Energy Cyclo-Directionality, Average Equipartition and Exergy Efficiency of Multidomain Power Networks

Abstract

A recent formalization of thermodynamics under a dynamical systems approach introduces an axiom restricting the direction of power transmission between two subsystems, reflecting heat transfer from hot to cold bodies. This axiom enables precise results paralleling the statements of classical thermodynamics, including its second law, which places a limit on the amount of work that may be transferred to across system boundaries beyond that imposed by energy conservation. Systems exhibiting non-diffusive power transfer, including those with Hamiltonian dynamics are ruled out.
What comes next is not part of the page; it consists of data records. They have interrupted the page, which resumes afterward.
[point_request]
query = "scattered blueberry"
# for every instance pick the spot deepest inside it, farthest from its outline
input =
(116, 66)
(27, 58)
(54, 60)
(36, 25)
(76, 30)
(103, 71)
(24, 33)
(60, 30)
Given that power networks with Hamiltonian dynamics fail the directionality axiom, are they still subject to limitations on their ability to perform work on the surroundings? This paper shows that such systems can satisfy a version of the above axiom involving averages over periodic regimes, revealing limitations on external power transfer and allowing a definition of second-law efficiency and a cyclic interpretation of energy equipartition. Focus is on a class of linear port-Hamiltonian systems, with frequency-domain methods used to describe the pertinent average quantities. The ability to establish an order relationship between the weighted average kinetic and potential energies has a central role. We show that this can be cast as a generalized eigenvalue problem.